Wednesday, September 05, 2007

Wrap Your Brain Around This



This looks interesting. Proust and the Squid: The Story and Science of the Reading Brain by Maryanne Wolf, released yesterday. How do our minds learn to read? Is reading a relatively new (a few thousand years old) skill? Cognitive neuroscientist Wolf thinks so.

From the book description:

The act of reading is a miracle. Every new reader's brain possesses the extraordinary capacity to rearrange itself beyond its original abilities in order to understand written symbols. But how does the brain learn to read? As world-renowned cognitive neuroscientist and scholar of reading Maryanne Wolf explains in this impassioned book, we taught our brain to read only a few thousand years ago, and in the process changed the intellectual evolution of our species.

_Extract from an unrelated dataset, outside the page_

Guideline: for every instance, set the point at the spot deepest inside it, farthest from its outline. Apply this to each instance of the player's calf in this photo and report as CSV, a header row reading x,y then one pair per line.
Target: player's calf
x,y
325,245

Wolf tells us that the brain that examined tiny clay tablets in the cuneiform script of the Sumerians is configured differently from the brain that reads alphabets or of one literate in today's technology.

There are critical implications to such an evolving brain. Just as writing reduced the need for memory, the proliferation of information and the particular requirements of digital culture may short-circuit some of written language's unique contributions—with potentially profound consequences for our future.


It would appear from the description that we have adapted our original wiring to learn how to make sense of written symbols, that reading was something of an evolutionary process. If so, what happens to that wiring when someone has dyslexia? And is our reading limited by our brain's ability (or lack thereof) to adapt written symbols into understanding? (Man, does this mean I'll never be able to understand Faulkner?)

I'm also very interested in what Wolf has to say about how technology has influenced in the short term (and will influence in the long term) our ability to read. This looks like a must-read. (If my cognitive abilities will permit it, that is.)

2 comments:

John said...

No, you won't ever be able to understand Faulkner, but it has nothing to do with evolution.

Andy Wolverton said...

Maybe, but I think one more dose of The Sound and the Fury and I'd regress to a state of gelatinousness.